Posts made by nvoss | XCP-ng and XO forum

nvoss

We went the route of copying all the VMs, deleting the old, starting up the new versions. Snapshots all working after machines created.

This weekend my fulls ran and 4 of the machines continue to have VDI chain issues. The other 4 back up correctly now.

Any other thoughts we might pursue? The machines still failing don't seem to have any consistency about them. Windows 2022, 11, and linux in the mix. All 3 of my hosts are in play. 2 are on 1 and the other 2 machines are split amongst the other two hosts. All hosts are fully up-to-date patch-wise as is XO.

The machines DO backup right now if we choose force restart button in the XO interface for backups. For now. That worked before for a few months then also stopped working. When we do the force restart it does create a snapshot at that time. During the failed scheduled backup the snapshot is not created.

Somehow despite these being brand new copied VMs I see the same things in the SMlog file (attached is a segment of that file where at least 3 of those undo coalesce errors show) where it looks like an undo leaf-coalesce but no other real specifics.

Anything else we can troubleshoot with?

Thanks,
Nick

SMLogExerpt.txt

nvoss

@olivierlambert Unfortunately even when shutdown the migration from NAS to local storage fails with the same SR_BACKEND_FAILURE_109 error.

At this point we're trying copying the VHD, destroy the VM, re-create with the copied VHD on at least one machine.

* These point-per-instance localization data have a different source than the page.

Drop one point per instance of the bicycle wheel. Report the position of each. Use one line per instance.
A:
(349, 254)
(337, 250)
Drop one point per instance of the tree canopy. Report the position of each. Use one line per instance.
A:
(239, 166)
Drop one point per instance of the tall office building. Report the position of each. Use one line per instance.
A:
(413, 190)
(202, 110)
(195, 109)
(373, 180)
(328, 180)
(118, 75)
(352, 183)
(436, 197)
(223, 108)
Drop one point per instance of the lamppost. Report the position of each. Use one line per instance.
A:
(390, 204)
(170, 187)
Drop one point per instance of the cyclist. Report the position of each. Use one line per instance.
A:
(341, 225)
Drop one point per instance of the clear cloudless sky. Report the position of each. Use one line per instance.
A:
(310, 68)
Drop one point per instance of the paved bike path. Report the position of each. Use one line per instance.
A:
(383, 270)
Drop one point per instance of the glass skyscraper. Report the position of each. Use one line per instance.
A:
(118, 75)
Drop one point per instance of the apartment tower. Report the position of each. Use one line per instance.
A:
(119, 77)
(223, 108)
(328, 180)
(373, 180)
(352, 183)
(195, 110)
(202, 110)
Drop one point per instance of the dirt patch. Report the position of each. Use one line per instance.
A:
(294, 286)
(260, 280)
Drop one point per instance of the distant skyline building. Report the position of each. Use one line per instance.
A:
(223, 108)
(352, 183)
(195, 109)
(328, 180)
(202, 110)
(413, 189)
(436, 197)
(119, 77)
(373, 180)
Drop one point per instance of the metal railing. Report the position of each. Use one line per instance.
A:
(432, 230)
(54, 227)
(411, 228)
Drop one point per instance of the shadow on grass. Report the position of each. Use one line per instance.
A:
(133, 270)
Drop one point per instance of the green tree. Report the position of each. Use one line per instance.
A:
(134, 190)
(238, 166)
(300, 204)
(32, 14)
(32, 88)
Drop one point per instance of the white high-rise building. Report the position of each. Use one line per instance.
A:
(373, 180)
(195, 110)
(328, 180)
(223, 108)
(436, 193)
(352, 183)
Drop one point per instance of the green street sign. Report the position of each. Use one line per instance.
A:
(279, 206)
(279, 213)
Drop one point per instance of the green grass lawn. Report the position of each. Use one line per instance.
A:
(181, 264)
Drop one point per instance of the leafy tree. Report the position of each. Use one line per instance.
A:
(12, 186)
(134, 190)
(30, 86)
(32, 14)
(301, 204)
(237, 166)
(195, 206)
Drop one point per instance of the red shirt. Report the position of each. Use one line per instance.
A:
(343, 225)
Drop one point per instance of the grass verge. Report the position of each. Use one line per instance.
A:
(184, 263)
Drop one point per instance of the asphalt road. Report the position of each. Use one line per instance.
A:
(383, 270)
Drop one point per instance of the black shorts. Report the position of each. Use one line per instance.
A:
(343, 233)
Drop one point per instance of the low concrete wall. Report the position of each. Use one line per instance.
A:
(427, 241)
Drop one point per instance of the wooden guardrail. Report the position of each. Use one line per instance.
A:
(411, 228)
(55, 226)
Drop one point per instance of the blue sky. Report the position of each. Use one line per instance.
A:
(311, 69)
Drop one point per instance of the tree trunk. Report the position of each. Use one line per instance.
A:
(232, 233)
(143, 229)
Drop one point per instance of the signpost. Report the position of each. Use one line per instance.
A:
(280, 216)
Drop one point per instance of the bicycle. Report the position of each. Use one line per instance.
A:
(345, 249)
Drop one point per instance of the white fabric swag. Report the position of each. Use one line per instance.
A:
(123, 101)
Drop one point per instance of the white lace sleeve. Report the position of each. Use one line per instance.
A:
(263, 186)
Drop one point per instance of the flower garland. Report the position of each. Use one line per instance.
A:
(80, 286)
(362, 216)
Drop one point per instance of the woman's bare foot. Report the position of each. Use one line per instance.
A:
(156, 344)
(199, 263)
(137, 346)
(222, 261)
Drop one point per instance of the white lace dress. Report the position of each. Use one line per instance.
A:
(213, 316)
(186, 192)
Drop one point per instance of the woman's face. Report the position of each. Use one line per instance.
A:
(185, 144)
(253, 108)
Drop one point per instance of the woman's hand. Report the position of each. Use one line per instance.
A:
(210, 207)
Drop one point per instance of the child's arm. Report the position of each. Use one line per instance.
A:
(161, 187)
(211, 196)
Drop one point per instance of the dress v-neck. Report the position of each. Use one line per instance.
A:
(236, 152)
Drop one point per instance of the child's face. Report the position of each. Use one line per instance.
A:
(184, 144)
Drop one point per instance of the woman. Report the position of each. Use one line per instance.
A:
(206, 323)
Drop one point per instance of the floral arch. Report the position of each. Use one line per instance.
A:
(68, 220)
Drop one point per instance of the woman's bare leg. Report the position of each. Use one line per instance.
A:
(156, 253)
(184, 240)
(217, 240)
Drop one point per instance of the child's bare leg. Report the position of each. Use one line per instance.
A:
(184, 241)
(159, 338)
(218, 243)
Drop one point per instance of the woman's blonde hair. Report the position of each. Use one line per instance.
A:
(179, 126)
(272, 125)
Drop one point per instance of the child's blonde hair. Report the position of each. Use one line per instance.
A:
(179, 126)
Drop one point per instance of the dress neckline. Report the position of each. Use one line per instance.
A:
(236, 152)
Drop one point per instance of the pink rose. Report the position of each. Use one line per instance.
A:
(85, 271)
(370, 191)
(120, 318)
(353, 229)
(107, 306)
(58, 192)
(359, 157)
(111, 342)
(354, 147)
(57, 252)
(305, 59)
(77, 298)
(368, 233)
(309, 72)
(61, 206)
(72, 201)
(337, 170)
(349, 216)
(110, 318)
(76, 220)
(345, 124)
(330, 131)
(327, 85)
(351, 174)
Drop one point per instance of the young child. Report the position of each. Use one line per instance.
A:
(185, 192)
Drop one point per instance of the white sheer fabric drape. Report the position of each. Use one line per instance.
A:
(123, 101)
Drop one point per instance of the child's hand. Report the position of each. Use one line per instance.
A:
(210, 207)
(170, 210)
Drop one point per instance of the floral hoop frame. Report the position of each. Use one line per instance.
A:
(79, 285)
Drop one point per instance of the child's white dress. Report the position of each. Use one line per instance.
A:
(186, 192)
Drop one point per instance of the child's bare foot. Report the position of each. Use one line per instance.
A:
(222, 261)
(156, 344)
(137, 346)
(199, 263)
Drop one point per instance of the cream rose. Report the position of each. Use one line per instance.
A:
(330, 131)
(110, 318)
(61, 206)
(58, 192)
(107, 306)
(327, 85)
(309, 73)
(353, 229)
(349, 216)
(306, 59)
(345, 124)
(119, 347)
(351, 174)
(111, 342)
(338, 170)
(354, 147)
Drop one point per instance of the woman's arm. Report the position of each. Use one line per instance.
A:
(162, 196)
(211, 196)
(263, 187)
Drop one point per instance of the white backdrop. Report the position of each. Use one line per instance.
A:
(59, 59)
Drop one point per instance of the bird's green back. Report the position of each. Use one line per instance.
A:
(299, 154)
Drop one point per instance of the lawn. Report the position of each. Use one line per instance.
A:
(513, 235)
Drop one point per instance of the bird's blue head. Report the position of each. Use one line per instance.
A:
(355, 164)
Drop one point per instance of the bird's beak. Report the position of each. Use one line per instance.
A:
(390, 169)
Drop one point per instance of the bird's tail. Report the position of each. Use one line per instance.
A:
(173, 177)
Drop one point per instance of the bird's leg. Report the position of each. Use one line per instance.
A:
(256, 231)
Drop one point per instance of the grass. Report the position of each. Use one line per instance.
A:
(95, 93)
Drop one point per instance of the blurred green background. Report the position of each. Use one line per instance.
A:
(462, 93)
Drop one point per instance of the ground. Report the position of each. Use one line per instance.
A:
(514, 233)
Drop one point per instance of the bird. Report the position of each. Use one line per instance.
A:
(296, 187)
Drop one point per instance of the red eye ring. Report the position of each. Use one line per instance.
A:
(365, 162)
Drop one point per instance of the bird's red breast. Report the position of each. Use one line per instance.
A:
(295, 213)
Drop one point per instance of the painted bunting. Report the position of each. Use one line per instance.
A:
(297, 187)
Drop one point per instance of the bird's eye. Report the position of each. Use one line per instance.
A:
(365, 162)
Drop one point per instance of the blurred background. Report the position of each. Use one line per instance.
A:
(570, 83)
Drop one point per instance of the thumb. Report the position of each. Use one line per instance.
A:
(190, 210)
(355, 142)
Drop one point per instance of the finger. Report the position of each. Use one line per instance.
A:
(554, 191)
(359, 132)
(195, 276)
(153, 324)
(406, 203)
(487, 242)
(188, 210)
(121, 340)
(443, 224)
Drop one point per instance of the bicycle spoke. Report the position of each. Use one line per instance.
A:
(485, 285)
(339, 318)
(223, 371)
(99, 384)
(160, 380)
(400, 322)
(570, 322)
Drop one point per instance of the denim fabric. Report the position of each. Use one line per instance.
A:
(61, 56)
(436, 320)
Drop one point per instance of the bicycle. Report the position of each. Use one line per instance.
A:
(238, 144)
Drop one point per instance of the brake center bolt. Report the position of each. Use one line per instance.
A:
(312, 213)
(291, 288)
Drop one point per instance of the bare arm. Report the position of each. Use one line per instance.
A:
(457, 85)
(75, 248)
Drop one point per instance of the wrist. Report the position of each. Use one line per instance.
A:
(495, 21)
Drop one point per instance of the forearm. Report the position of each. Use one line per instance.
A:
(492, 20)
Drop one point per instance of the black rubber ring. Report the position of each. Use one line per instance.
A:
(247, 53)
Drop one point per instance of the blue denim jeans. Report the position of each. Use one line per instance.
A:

But it definitely appears to be more than one VM with the problem, unless the one machine causing the problem is preventing coalescing on all the other machines too somehow. The previously identified machine is the one I'm starting with.

nvoss

@dthenot the plot thickens!

If we try to migrate storage on one of these machines we get SR_BACKEND_FAILURE_109 with snapshot chain being too long. So coalescing is definitely not working right.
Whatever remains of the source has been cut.